For the Gospel reading at Lawson’s memorial Mass, we chose the story of the good thief, the one who asks, “Jesus, remember me when you come into your kingdom,” and who receives the assurance, “In truth I tell you, this day you will be with me in paradise.” We like to think that Mike grasped this truth when he spoke of love and friendship shortly before his death. To remind ourselves of this truth we’ve put out a photograph of Mike. The camera caught him turning from a stack of dishes in the sink, his hands still in the dishwater, smiling one of his easy, boyish smiles.
This article was written by the South Bend Catholic Worker community: Michael Baxter, Brenna Cussen, Margie Pfeil, and Cinnamon Sarver. It is copyright 2007 and reprinted here by permission of the authors. The photo is of Mike Lawson at the opening of Our Lady of the Road, December 2006, and was taken by Cinnamon Sarver. It’s not the one mentioned in the article. The original is here. The photo is licensed under a Creative Commons Attribution-ShareAlike 2.5 License. Some rights reserved.
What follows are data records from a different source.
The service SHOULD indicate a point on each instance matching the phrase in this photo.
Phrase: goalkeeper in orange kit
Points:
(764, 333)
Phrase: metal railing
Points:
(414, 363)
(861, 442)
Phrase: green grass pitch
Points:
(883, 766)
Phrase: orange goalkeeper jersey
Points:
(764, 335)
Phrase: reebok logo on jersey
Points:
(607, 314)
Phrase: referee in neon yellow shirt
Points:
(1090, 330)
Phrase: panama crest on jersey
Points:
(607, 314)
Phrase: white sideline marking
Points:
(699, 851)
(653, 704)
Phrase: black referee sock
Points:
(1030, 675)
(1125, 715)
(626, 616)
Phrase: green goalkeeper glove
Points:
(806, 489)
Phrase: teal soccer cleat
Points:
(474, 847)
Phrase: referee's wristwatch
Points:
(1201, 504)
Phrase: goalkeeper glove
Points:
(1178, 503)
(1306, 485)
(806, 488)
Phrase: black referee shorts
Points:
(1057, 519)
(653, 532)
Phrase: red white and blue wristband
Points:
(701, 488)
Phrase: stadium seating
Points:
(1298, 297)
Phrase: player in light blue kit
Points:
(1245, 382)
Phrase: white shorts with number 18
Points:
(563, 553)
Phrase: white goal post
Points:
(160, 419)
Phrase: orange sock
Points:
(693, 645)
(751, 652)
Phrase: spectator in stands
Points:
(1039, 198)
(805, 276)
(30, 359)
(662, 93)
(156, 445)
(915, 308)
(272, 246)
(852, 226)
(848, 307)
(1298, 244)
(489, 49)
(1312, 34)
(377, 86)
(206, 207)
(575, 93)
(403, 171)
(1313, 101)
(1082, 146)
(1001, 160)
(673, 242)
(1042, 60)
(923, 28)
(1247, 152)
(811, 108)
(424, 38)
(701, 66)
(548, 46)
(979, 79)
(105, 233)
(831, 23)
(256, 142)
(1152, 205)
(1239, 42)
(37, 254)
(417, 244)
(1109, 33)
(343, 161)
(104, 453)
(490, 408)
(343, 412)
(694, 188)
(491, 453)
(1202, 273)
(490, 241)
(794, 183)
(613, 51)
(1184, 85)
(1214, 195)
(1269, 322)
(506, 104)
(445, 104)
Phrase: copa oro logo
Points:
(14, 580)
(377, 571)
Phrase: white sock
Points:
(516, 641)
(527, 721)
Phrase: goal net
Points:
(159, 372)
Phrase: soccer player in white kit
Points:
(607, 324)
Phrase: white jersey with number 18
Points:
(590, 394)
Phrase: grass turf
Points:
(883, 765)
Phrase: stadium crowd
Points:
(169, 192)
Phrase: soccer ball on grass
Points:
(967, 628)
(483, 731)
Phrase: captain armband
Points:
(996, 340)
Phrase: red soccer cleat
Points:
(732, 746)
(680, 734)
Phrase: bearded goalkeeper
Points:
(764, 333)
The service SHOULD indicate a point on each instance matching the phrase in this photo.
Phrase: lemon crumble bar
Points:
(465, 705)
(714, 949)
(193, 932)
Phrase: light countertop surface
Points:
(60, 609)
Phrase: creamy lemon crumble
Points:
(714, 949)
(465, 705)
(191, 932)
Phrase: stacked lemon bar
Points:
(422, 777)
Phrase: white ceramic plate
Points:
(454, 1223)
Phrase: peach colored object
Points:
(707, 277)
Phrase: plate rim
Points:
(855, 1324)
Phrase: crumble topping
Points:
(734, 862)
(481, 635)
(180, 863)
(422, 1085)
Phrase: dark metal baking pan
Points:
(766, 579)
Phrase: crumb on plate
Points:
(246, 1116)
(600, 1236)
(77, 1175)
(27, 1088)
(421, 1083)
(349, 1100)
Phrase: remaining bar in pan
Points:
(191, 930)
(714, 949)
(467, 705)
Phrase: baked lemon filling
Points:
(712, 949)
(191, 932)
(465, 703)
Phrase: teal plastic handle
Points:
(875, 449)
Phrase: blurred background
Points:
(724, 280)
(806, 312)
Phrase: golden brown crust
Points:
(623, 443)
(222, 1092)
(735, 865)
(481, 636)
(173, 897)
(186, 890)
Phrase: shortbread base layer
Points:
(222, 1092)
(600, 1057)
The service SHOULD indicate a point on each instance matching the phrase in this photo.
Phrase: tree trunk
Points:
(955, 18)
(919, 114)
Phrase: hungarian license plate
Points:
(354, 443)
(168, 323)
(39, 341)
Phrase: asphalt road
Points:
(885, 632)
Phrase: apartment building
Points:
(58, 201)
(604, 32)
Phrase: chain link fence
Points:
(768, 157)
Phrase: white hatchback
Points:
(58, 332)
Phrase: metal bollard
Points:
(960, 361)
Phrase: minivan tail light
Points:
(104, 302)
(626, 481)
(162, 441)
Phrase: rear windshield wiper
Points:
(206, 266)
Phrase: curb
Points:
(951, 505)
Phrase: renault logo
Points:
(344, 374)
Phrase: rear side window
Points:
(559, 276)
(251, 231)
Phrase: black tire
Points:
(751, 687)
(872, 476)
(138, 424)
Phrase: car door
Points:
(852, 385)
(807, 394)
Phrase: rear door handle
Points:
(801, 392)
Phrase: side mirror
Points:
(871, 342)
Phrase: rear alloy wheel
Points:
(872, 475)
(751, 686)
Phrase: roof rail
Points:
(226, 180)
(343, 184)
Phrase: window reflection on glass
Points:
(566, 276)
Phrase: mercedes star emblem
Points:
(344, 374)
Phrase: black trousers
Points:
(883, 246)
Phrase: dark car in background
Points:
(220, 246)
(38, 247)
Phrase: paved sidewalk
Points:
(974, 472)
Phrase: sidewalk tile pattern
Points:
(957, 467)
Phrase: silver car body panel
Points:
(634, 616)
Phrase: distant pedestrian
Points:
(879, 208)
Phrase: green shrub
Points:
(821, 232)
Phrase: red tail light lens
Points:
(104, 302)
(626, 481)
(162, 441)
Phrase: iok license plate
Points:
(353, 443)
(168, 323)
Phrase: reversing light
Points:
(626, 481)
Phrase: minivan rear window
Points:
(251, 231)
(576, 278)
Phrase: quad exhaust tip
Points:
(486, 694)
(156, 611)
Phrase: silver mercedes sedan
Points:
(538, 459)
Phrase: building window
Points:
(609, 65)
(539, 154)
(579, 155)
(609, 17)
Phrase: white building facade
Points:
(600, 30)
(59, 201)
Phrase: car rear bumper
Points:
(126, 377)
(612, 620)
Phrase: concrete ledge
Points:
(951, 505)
A very sad situation, but a wonderful memorial.
This leaves me speachless. My heartfelt prayers. +
I knew Mike when he lived in Belleville, MI in the late 1980’s and early 1990’s. We were good friends and roommates for a few years.
At that time, he was the manager at a local retail store.
We kept in touch for awhile after he moved back to Indiana. I heard from him last about 10 years ago.
Your description of my old friend brings back many memories. Although his life had changed, his caring nature, dry wit and warm smile seem to have prevailed.
I have used the internet to search for a phone number or address for Mike intermitently over the years without success. I never expected that the first news I would find would be an obituary.
“Homeless” is not the way I will remember him. Whatever demons he lived with, Mike did not deserve to leave this world in that way…no human being does.
My prayers are with his friends, family and my old friend, Mike.
Roberta,
Thanks for your comments. I guess the years he knew you were the “seven years he disappeared” according to friends and family around here.
If you ever want to get in touch with his friends or family in South Bend, let me know. Thanks for praying for them and for him.